Washington University, St Louis, USA
Wednesday, May 20, 4 pm CEST - Berlin
Following the infection of a cell, individual particles from some RNA viruses are capable of producing large numbers of extremely diverse progeny. These progeny can vary widely in their genetic sequence as well as in their structural and molecular characteristics. Influenza A virus (IAV) is a famous example: in addition to their genetic diversity, clinical isolates of IAV adopt a filamentous morphology where particles can vary in length by over 100-fold. While the importance of genetic diversity in viral persistence and adaptation is well-established, the role of phenotypic heterogeneity – differences in the size, shape, and molecular composition of virus particles that may be otherwise genetically identical – remains unclear. Are some particles more likely than others to infect a cell, become neutralized, or activate an immune response? To address these questions and connect the characteristics of individual virus particles to functional outcomes, we use a combination of fluorescence microscopy and site-specific labeling of engineered viral strains to study viral infections at the single-particle level. In this talk, I will describe our efforts using these tools to understand how phenotypic heterogeneity in evolutionarily divergent human respiratory viruses contributes to aspects of virus replication and transmission.
Hawa Racine Thiam
National Institutes of Health | NIH · National Heart, Lung and Blood Institute (NHLBI)
May 27, 3 pm (CEST)
Neutrophil extracellular traps (NETs) are web-like DNA structures decorated with histones and cytotoxic proteins released by activated neutrophils. Initially described as a way for neutrophils to trap and neutralize pathogens during innate immunity, NETs are now widely implicated in the detrimental effect of several autoimmune diseases. Peptidylarginine deiminase 4 (PAD4) citrullinates histones and is required for NETs formation (NETosis) in mouse neutrophils.

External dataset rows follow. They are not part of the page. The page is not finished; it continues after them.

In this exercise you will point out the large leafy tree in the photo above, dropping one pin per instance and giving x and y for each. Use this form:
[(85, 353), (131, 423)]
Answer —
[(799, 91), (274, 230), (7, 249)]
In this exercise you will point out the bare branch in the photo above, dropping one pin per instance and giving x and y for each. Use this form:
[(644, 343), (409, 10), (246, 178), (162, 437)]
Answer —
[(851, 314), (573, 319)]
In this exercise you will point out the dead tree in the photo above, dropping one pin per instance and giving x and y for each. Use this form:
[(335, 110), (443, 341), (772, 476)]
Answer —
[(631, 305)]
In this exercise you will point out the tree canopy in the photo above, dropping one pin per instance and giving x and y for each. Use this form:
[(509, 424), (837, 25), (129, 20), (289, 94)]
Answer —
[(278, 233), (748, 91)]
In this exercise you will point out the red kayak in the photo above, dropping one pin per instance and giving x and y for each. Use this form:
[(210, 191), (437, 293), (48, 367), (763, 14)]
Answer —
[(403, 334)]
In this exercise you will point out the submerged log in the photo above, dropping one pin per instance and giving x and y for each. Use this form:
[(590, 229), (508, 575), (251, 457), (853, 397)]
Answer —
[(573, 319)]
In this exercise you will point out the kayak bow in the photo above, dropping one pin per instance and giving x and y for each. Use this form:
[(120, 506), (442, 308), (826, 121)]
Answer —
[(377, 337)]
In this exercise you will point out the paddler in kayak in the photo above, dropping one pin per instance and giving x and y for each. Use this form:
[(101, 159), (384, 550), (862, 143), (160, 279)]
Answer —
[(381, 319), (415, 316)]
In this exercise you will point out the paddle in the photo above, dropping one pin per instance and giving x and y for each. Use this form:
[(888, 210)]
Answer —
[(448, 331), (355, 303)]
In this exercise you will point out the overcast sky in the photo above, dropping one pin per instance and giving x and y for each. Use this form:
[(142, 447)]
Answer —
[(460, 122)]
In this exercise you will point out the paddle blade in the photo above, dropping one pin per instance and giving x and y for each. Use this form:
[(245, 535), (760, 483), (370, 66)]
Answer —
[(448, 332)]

While various molecular mechanisms mediating NETosis are being revealed, the cellular events driving NETs release are still unclear. Here, we determined the sequence of cellular events in NETosis, and examined the role of PAD4 in these events. We performed high resolution time-lapse microscopy of mouse and human neutrophils (PMN) and differentiated HL60 neutrophil-like cells (dHL-60) labelled with fluorescent markers of the cytoskeleton and organelles and stimulated with ionomycin, lipopolysaccharides or C. albicans to induce NETosis. We found that stimulated neutrophils eject extracellular DNA after decondensation of the nuclear DNA in the nucleus, rupture of the lamin meshwork and nuclear membrane allowing the release of decondensed chromatin to the cytosol, disassembly of the actin, microtubule and vimentin intermediate filaments networks, vesiculation of the endoplasmic reticulum and plasma membrane and finally rupture of the plasma membrane. More importantly, we found that these cellular pathways occur in a specific and well conserved temporal order suggesting a requirement for a precise sequence for progression through NETosis. Indeed, inhibition of actin disassembly, one of the first cellular events, blocked NET release. To examine the role of PAD4 in NETosis we isolated neutrophils from PAD4-deficient mice and generated a PAD4-knock down (KD) HL60 CRISPR line. We found that chromatin de-condensation, lamin meshwork and NE rupture and extracellular DNA release required the enzymatic and nuclear localization activities of PAD4. Thus, NETosis proceeds by a step-wise and well conserved sequence of cellular events culminating in the PAD4-mediated expulsion of DNA. Our data further suggest that targeting these cellular pathways might be a better approach for controlling NETosis progression than targeting the various divergent signaling pathways.